Смертники (Овчинников, Прошкин) - страница 51

— Вижу, вы договорились наконец, — прокомментировал Бодун. — А что с Пухом?

— С Пухом… Земля пухом, — сказал Михаил.

— Ясно. — Бодун вздохнул и так выразительно уставился на новые ботинки Олега, что тому захотелось провалиться сквозь землю от неловкости. Хотя бы по колено.

— Земля пухом! — повторил Митрич, потом шмыгнул носом и придал лицу серьезное выражение. — Так, может, того? За упокой?

— Душу ведь вытащит, — посетовал Столяров, закатывая глаза. — На, держи. Только пятьдесят граммов, понял? Остальное на станции. Все, все, стоп!

— Да я даже глотнуть не успел, — пожаловался Митрич. — А мне надо. Чуть-чуть, для храбрости. Сейчас знаешь какое время? У-у! После выброса у тварей самый гон.

— Это у тебя гон, — сказал Олег почти ласково. — Мутанты активизируются перед выбросом, когда ищут укрытие. И то, если не вставать у них на пути, они не тронут. А после выброса те, что выжили, еще пару часов ходят, как пришибленные.

— А ты… — обернулся к нему Митрич. — Если такой умный, чего лошком прикидывался?

Олег промолчал. На некоторые вопросы он и сам себе не был готов ответить.

— Значит, вам на Янов, — вступил в разговор Бодун. — В общем-то, можем проводить. Только сперва за газировкой смотаемся.

— В местный сельмаг? — усмехнулся Столяров.

— Ага, — радостно кивнул Митрич. — Типа того.

— Нет, мужики, лучше сразу на Янов, — не согласился Михаил.

— Да это рядом, — сказал Бодун. — Почти что по пути. Давайте, парни, в колонну по одному и шагом марш. Митрич — замыкающий.

Все последующие полчаса замыкающий вполголоса убеждал кого-то — не исключено, что Олегов рюкзак, — в том, что подлинный коньяк — это тот, который производят во французской провинции Коньяк, отчего она, собственно, так и называется. И что весь остальной алкоголь, выпускаемый под этой маркой, имеет к коньяку не большее отношение, чем кофейный напиток «Ячменный колос» к натуральному кофе.

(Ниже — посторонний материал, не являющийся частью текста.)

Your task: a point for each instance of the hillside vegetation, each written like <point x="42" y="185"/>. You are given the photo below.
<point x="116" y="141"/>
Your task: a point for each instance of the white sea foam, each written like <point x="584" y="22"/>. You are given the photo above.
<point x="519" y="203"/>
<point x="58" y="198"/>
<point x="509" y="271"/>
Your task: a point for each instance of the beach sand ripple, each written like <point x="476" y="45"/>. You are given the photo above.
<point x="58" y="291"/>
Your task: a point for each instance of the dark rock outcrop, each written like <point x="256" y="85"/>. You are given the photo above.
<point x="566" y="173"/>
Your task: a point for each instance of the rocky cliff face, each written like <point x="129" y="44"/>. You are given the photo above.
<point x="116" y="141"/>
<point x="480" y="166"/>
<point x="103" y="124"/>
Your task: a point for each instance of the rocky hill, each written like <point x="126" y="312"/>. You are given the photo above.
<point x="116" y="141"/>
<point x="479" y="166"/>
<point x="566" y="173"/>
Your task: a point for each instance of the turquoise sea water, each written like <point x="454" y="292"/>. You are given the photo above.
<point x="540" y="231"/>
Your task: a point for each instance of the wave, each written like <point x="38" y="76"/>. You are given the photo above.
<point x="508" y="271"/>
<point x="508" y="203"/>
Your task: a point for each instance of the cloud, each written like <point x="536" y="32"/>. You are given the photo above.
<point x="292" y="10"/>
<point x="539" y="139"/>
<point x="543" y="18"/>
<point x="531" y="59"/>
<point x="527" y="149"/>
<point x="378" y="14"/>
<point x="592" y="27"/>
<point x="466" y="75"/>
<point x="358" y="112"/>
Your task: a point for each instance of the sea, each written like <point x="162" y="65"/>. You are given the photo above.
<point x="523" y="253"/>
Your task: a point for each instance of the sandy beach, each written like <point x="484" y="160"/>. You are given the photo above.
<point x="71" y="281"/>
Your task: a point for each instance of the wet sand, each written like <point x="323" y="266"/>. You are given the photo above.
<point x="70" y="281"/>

Митрича никто не слушал, но и не пытался заткнуть. На фоне вороньего грая и далекого лая собак звучание человеческой речи успокаивало. Под это монотонное бормотание отряд, оставив позади бывшее водохранилище, двигался по тропинке, петлявшей между невысокими холмами. Облака разошлись, и полуденное солнце светило в спину. Временами его лучи забегали далеко вперед и возвращались слепящими солнечными зайчиками, отразившись от нескольких чудом уцелевших стекол видневшегося на юге крупного здания. Судя по расходившимся от него в стороны опорам ЛЭП, когда-то это была электростанция.

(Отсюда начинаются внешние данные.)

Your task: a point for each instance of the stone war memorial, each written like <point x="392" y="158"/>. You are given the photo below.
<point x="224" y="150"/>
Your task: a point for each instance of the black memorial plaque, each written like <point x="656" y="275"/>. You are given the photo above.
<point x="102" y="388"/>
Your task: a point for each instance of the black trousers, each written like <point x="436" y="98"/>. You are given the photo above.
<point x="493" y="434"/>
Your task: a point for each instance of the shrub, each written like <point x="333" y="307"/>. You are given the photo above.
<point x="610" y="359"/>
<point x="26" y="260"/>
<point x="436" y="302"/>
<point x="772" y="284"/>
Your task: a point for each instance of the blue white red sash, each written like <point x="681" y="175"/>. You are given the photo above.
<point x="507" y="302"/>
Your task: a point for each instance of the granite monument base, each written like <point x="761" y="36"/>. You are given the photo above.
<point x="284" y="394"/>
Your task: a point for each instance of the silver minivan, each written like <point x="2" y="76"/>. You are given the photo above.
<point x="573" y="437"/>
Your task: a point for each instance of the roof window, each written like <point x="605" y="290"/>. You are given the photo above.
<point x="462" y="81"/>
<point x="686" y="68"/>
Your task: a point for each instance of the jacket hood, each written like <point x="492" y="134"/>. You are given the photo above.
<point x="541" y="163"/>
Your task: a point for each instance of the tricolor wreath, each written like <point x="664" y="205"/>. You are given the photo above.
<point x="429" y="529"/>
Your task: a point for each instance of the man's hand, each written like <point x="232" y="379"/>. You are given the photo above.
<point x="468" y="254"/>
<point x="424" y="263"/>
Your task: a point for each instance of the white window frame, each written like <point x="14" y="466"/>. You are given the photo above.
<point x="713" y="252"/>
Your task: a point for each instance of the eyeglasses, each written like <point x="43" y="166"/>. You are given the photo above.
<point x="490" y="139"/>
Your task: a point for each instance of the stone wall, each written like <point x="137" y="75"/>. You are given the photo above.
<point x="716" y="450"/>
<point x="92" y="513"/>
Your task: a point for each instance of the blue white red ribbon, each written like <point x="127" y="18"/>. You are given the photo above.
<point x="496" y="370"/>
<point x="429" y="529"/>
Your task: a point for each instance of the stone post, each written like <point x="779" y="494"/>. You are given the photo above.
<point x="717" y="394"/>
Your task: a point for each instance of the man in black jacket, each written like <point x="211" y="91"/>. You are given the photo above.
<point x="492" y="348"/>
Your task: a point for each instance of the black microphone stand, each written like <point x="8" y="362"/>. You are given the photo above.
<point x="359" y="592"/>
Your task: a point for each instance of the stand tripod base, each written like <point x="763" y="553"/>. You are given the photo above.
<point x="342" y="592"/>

По правую сторону от тропинки притулилась к косогору деревенька на семь дворов, по всей видимости, покинутая обитателями еще после первой аварии и пришедшая в окончательный упадок после второй. Пять домов были уничтожены пожаром, но и те два, что уцелели, не вызывали желания заглянуть в пустые глазницы оконных проемов, распахнуть покосившуюся дверь и крикнуть: «Есть кто живой?» Зато оставшиеся без присмотра палисадники заросли одичавшими кустами и деревьями до состояния джунглей. Сквозь дыры в прогнившем заборе крайнего двора навстречу прохожим тянула ветки приземистая яблоня. Блестевшие на солнце ярко-красные плоды казались вполне съедобными.